# 1957 Mark I



## Wandering Man (Jul 9, 2006)

I went shooting with my son Saturday and asked him to bring along his Ruger Mark I (although they didn't know it was going to be a "I" when they built it).

We put the target out at 21 feet and he began shooting with the ammo already loaded in the gun's magazine. He shot, gazed at the target, shot again, gazed again, and shot again. He was getting frustrated because he could not see where he had hit the target. No .22 holes in it anywhere. :smt107 

On top of that, he had to eject each round manually.

He was really beginning to think he was a lousy shot and couldn't hit the target at all.

Finally he pulled the target back in. He scratched his head, and began to wonder what was wrong with the target. There were no .22 sized holes in it, but there were thousands of pin-pricks. :smt102 

I quickly set him straight. As soon as I saw the pin pricks, I realized he was shooting with Snake Shot.  

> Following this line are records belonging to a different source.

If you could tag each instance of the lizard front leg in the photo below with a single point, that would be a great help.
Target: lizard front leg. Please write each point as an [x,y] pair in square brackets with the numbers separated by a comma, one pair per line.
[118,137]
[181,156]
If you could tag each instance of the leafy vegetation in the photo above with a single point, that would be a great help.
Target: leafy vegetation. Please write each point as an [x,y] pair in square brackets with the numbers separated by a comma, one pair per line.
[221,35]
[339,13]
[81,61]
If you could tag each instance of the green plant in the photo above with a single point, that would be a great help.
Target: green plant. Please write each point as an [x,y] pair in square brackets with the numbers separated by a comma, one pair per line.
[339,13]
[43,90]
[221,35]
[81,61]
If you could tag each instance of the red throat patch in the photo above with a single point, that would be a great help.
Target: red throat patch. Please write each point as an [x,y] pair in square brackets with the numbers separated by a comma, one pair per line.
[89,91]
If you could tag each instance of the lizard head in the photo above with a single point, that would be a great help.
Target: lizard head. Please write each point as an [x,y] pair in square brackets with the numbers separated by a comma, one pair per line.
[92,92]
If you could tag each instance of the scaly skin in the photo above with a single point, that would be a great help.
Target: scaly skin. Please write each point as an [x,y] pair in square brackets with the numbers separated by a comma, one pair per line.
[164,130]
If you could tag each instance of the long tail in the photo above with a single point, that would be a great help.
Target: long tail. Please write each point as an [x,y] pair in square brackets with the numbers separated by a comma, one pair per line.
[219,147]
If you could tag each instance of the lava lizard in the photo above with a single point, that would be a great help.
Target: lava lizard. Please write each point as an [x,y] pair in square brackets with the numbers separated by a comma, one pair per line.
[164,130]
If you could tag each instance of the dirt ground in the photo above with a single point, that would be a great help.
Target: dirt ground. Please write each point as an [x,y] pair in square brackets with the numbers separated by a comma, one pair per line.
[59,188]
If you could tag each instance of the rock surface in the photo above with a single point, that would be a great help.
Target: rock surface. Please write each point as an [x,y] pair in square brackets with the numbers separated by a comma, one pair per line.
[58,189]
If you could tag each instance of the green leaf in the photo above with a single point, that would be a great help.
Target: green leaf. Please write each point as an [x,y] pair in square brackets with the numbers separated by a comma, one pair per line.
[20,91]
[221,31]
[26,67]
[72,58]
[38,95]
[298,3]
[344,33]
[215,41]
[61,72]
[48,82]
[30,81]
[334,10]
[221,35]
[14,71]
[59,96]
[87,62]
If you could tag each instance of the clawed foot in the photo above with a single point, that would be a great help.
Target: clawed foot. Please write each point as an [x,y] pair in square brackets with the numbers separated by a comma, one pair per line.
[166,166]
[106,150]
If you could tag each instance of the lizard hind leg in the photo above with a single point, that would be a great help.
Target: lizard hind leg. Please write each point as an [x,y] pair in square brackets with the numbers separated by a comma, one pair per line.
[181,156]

The cartridges weren't ejecting because this shot was set in overly long shells that was crimped at the end. :smt042 

Of course, you needn't ask me why I recognized the problem so quickly. :smt083 

Once we exchanged the rest of the ammo for standard .22 rounds, all went well.

WM


----------



## Baldy (Jun 21, 2006)

Never in my life used snake shot in a automatic. Was this his boo-boo or yours??? :buttkick:


----------



## Wandering Man (Jul 9, 2006)

His.

He has a lot to learn about handguns. 

A former FBI agent took him shooting to teach him about semiautos a couple of weeks ago. 

A few days later the guy suggested he buy a revolver instead of a semi-auto. 

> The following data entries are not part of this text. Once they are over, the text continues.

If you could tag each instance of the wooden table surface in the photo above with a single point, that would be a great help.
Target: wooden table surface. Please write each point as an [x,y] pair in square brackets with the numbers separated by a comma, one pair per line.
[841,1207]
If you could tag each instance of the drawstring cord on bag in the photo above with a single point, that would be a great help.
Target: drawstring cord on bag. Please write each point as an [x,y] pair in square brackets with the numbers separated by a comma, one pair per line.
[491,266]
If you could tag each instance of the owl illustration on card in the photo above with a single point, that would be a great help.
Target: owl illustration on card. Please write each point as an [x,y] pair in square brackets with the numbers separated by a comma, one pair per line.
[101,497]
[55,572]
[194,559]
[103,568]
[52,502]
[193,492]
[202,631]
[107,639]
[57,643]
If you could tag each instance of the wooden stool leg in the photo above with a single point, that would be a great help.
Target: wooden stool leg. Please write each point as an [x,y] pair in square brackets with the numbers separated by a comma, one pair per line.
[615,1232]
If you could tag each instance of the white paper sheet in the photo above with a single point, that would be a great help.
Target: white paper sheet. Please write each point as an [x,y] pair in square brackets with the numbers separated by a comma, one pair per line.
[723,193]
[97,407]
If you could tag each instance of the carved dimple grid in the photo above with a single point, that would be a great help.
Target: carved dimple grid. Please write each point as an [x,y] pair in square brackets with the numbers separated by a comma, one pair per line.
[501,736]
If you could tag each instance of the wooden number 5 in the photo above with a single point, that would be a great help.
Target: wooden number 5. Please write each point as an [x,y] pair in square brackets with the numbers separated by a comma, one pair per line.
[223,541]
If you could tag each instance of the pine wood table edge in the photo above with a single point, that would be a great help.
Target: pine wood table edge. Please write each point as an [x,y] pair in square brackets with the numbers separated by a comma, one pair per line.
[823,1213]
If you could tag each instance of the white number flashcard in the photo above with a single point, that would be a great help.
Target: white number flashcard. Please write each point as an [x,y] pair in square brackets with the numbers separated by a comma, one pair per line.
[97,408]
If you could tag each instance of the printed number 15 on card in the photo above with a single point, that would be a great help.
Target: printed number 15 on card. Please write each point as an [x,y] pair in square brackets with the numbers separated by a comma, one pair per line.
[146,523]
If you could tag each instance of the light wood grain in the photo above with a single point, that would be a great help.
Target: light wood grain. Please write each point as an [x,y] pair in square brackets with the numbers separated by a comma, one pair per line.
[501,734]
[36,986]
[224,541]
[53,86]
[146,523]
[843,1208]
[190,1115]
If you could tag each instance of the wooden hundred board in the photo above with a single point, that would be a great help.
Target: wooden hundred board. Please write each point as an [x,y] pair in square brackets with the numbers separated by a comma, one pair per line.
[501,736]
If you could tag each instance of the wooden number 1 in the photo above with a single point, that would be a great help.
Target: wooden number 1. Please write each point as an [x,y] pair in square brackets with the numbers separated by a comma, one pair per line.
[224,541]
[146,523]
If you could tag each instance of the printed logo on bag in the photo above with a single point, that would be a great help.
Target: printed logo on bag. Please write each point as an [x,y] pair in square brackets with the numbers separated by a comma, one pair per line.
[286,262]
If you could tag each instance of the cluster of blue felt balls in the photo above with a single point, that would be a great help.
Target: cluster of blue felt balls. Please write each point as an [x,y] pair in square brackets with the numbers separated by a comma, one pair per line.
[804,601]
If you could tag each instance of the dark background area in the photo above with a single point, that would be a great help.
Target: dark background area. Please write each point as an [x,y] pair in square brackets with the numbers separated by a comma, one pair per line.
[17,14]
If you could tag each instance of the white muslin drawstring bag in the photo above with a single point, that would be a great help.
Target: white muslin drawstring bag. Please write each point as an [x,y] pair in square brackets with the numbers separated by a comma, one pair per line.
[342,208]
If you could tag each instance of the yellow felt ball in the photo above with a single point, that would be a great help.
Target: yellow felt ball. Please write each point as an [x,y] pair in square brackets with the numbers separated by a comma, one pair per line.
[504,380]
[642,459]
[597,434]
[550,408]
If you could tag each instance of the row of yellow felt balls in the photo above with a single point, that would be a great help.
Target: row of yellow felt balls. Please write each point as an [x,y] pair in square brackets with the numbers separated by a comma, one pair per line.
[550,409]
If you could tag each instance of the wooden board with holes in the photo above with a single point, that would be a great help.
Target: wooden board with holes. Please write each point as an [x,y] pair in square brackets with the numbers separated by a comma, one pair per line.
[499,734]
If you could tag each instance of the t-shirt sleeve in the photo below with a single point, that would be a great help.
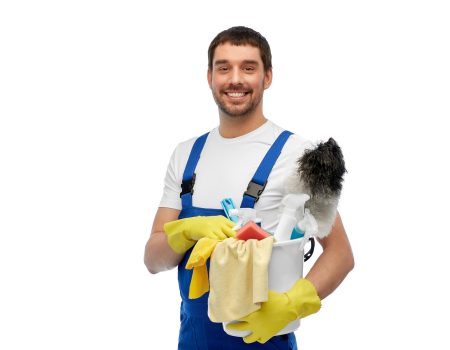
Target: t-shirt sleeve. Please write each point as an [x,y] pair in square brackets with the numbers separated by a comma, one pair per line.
[172,184]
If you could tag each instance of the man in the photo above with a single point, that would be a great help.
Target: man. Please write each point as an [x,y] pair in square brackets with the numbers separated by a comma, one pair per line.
[220,165]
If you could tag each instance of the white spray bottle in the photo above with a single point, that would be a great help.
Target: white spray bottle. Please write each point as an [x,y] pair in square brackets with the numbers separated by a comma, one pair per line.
[244,215]
[293,206]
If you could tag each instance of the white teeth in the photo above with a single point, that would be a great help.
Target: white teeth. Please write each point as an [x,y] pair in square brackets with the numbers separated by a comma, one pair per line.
[235,94]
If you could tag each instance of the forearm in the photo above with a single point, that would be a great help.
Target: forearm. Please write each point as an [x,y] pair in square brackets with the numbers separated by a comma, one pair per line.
[329,271]
[334,263]
[158,254]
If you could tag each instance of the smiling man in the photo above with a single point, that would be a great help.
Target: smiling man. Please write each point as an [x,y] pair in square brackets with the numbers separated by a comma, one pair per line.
[246,158]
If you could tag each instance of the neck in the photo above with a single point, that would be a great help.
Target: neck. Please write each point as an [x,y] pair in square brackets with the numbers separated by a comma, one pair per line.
[231,126]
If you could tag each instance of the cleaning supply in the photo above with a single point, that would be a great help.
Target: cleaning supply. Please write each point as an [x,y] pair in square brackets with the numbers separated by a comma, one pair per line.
[293,205]
[281,309]
[238,277]
[320,174]
[182,234]
[297,233]
[244,215]
[227,205]
[197,261]
[251,231]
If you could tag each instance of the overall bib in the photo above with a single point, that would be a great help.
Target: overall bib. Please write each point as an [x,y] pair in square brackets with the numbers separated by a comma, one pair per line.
[197,332]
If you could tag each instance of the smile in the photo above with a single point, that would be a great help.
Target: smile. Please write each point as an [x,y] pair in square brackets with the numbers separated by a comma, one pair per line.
[236,94]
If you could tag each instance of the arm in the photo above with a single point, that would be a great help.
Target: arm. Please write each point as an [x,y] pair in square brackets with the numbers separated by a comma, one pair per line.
[335,262]
[158,254]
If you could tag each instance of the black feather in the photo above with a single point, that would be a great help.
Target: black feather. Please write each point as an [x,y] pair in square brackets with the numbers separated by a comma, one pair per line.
[322,169]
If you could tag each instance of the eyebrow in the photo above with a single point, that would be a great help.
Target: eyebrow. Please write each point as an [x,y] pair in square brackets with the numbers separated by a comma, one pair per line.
[218,62]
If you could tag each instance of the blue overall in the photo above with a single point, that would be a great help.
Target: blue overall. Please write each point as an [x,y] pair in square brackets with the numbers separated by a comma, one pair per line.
[197,332]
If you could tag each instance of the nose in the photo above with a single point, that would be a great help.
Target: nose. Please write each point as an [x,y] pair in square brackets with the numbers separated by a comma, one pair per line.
[236,76]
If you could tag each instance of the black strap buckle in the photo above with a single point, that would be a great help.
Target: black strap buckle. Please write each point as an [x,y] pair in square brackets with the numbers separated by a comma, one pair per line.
[254,190]
[188,186]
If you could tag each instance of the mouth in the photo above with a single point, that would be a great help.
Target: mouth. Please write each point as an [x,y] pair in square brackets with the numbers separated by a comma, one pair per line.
[236,94]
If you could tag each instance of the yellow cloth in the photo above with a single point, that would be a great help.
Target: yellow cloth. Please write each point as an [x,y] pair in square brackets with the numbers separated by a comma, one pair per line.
[238,278]
[197,261]
[281,309]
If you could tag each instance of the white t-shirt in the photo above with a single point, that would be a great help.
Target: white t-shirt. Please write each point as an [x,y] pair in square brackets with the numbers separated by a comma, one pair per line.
[227,165]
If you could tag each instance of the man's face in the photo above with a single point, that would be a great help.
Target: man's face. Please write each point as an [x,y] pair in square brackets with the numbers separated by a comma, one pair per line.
[237,79]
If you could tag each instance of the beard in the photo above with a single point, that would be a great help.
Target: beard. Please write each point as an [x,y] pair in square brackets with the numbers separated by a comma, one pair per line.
[237,109]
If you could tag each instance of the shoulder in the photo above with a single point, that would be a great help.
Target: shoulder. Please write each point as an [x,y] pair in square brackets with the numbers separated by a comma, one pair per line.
[295,143]
[183,148]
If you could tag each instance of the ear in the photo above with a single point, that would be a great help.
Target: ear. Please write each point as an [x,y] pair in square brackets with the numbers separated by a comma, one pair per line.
[267,78]
[209,76]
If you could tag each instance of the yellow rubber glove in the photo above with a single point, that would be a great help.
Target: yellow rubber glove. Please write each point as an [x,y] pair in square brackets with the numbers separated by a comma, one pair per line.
[197,261]
[280,310]
[182,234]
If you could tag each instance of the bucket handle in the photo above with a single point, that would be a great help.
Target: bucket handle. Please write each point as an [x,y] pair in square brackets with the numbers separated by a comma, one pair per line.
[310,252]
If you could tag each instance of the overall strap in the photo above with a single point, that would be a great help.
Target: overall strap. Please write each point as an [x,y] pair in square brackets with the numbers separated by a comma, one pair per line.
[258,183]
[187,185]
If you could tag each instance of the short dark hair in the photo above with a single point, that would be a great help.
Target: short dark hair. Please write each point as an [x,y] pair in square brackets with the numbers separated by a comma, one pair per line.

He was afraid that might have been a hint.

WM


----------



## Wandering Man (Jul 9, 2006)

*Wait a minute*

Maybe its mine.

The only handgun we had while he was growing up was a Ruger Blackhawk in .357.

So I guess, I failed to provide much of an education regarding handguns.

WM


----------



## Baldy (Jun 21, 2006)

If that is the only mistake you made my hat is off to you. I made a ton of them but I did get the kids out for some shooting when I could. We went through guns, bows and arrows, three and four wheelers, motorcycles and anything else we could get our hands on. We always had something going on.

Best Baldy.


----------



## Wandering Man (Jul 9, 2006)

Baldy said:


> If that is the only mistake you made my hat is off to you.


My only mistake?

Go ahead and put your hat back on!

WM


----------